LandSegmenter: Towards a Flexible Foundation Model for Land Use and Land Cover Mapping
Chenying Liu, Wei Huang, Xiao Xiang Zhu
TL;DR
LandSegmenter tackles the generalization bottleneck in LULC mapping by introducing a task-specific foundation model trained with a large weakly labeled LAS dataset, enabling flexible multi-modal inputs and adaptive outputs. It combines an RS-adaptive encoder, a GeoRSCLIP-based text prompter, and a vision-text decoder with an AFM and high-frequency/spectral enhancements, along with a confidence-guided fusion strategy to bolster zero-shot performance.

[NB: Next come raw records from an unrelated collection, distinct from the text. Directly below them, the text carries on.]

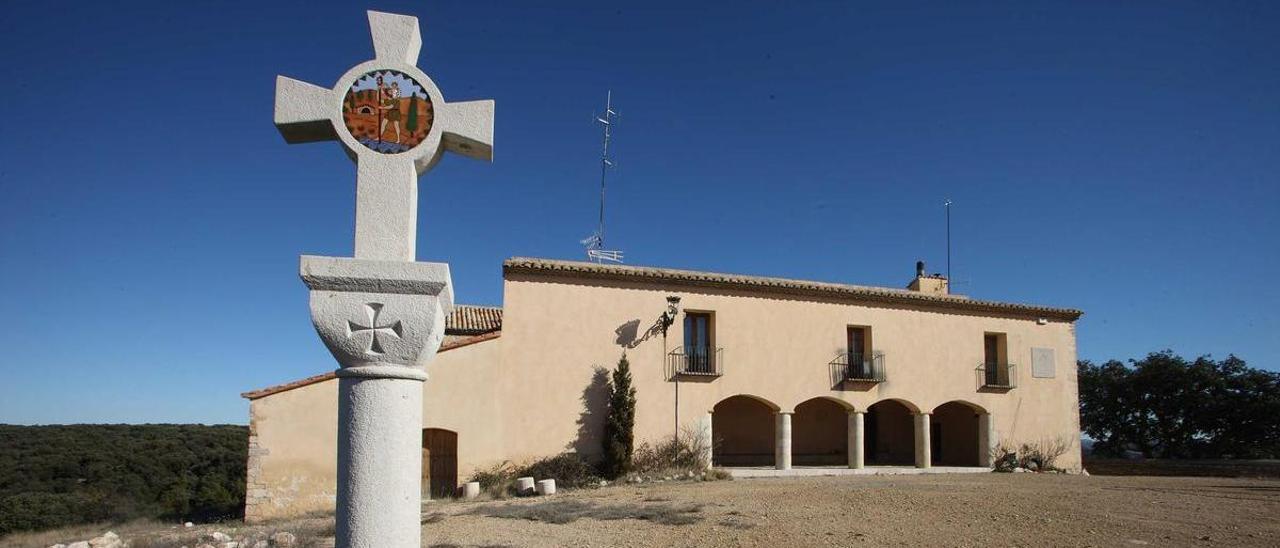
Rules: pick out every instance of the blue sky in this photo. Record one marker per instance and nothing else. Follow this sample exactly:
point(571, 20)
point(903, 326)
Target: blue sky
point(1120, 159)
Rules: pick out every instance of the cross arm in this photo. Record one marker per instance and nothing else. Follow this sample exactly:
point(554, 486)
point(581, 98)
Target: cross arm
point(396, 37)
point(467, 128)
point(302, 110)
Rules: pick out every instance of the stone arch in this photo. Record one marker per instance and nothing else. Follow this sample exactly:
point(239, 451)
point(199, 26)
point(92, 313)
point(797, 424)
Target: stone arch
point(954, 434)
point(819, 432)
point(890, 433)
point(743, 429)
point(439, 462)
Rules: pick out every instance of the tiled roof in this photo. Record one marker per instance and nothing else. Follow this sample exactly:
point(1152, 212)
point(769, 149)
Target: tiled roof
point(472, 320)
point(781, 286)
point(323, 377)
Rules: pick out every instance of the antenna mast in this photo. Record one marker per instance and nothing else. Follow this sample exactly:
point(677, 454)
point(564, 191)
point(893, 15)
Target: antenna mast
point(947, 204)
point(595, 243)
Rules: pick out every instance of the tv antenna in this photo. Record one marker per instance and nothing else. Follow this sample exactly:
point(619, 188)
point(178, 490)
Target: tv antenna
point(595, 250)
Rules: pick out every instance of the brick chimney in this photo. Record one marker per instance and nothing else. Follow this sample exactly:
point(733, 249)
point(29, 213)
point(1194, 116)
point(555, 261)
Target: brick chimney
point(928, 283)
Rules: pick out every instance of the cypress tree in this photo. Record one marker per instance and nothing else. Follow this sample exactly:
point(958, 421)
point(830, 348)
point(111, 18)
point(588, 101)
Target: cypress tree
point(620, 424)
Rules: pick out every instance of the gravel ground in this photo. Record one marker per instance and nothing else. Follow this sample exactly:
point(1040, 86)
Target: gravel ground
point(970, 510)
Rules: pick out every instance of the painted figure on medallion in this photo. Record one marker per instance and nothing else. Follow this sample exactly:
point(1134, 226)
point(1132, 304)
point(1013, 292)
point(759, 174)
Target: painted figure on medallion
point(388, 112)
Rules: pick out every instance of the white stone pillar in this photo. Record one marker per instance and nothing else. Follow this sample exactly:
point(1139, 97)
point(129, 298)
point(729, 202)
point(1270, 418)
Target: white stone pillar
point(379, 456)
point(986, 439)
point(855, 439)
point(380, 314)
point(923, 453)
point(782, 448)
point(708, 441)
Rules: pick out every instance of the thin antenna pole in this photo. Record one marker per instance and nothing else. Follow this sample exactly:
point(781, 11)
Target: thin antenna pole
point(604, 155)
point(949, 238)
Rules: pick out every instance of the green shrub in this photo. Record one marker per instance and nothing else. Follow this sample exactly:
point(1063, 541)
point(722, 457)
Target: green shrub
point(620, 424)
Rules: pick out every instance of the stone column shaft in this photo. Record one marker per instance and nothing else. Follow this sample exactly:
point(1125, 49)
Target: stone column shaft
point(379, 457)
point(782, 448)
point(856, 430)
point(923, 453)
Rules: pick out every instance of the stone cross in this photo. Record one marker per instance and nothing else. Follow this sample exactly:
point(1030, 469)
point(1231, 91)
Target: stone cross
point(385, 176)
point(382, 314)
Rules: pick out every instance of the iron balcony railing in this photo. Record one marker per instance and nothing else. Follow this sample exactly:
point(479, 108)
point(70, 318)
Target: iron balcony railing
point(997, 375)
point(860, 366)
point(703, 361)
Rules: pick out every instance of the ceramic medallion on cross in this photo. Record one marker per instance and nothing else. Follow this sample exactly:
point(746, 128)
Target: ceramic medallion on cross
point(379, 313)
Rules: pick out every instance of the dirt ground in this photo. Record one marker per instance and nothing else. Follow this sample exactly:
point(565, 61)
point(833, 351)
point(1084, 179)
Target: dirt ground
point(961, 510)
point(969, 510)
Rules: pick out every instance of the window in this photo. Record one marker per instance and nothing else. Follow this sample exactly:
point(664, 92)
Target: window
point(699, 350)
point(859, 352)
point(995, 359)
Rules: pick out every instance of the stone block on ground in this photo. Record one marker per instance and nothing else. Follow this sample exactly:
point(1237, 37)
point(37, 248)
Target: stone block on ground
point(547, 487)
point(283, 539)
point(108, 540)
point(471, 489)
point(524, 485)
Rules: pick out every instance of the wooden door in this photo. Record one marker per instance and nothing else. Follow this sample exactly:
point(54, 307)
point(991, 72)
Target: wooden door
point(440, 462)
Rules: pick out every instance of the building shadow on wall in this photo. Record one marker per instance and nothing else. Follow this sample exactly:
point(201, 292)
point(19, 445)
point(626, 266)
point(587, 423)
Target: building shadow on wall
point(629, 334)
point(590, 420)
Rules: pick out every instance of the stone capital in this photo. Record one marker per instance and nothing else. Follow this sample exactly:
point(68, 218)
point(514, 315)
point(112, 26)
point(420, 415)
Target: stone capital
point(379, 313)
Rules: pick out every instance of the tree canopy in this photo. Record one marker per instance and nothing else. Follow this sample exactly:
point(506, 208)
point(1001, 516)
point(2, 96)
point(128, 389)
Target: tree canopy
point(1166, 406)
point(74, 474)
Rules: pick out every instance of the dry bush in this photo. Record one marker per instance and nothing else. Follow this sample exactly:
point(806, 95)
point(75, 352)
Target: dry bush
point(1037, 456)
point(568, 470)
point(496, 480)
point(675, 455)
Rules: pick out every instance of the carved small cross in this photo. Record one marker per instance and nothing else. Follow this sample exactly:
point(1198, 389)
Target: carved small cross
point(394, 123)
point(374, 310)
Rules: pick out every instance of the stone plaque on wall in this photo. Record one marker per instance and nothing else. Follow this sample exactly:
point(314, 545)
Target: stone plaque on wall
point(1042, 362)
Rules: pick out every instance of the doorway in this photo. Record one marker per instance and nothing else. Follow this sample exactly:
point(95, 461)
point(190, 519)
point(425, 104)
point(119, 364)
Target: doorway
point(439, 462)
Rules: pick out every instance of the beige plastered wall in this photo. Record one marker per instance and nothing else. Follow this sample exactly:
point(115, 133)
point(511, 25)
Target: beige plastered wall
point(293, 434)
point(535, 391)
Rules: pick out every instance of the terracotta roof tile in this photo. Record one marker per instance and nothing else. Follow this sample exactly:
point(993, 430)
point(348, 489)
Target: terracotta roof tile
point(781, 286)
point(472, 320)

Key contributions include constructing LAS (≈150k samples across eight subsets with ~80% weak labels), designing a three-part LandSegmenter architecture, and demonstrating strong zero-shot and fine-tuning results across six diverse LULC datasets. The approach highlights the practical value of weak supervision for scaling task-specific FMs in Earth observation and provides a pathway toward flexible, semantically aware LULC mapping with reduced labeling burden.
Abstract
Land Use and Land Cover (LULC) mapping is a fundamental task in Earth Observation (EO). However, current LULC models are typically developed for a specific modality and a fixed class taxonomy, limiting their generability and broader applicability. Recent advances in foundation models (FMs) offer promising opportunities for building universal models. Yet, task-agnostic FMs often require fine-tuning for downstream applications, whereas task-specific FMs rely on massive amounts of labeled data for training, which is costly and impractical in the remote sensing (RS) domain. To address these challenges, we propose LandSegmenter, an LULC FM framework that resolves three-stage challenges at the input, model, and output levels. From the input side, to alleviate the heavy demand on labeled data for FM training, we introduce LAnd Segment (LAS), a large-scale, multi-modal, multi-source dataset built primarily with globally sampled weak labels from existing LULC products. LAS provides a scalable, cost-effective alternative to manual annotation, enabling large-scale FM training across diverse LULC domains. For model architecture, LandSegmenter integrates an RS-specific adapter for cross-modal feature extraction and a text encoder for semantic awareness enhancement. At the output stage, we introduce a class-wise confidence-guided fusion strategy to mitigate semantic omissions and further improve LandSegmenter's zero-shot performance. We evaluate LandSegmenter on six precisely annotated LULC datasets spanning diverse modalities and class taxonomies. Extensive transfer learning and zero-shot experiments demonstrate that LandSegmenter achieves competitive or superior performance, particularly in zero-shot settings when transferred to unseen datasets. These results highlight the efficacy of our proposed framework and the utility of weak supervision for building task-specific FMs.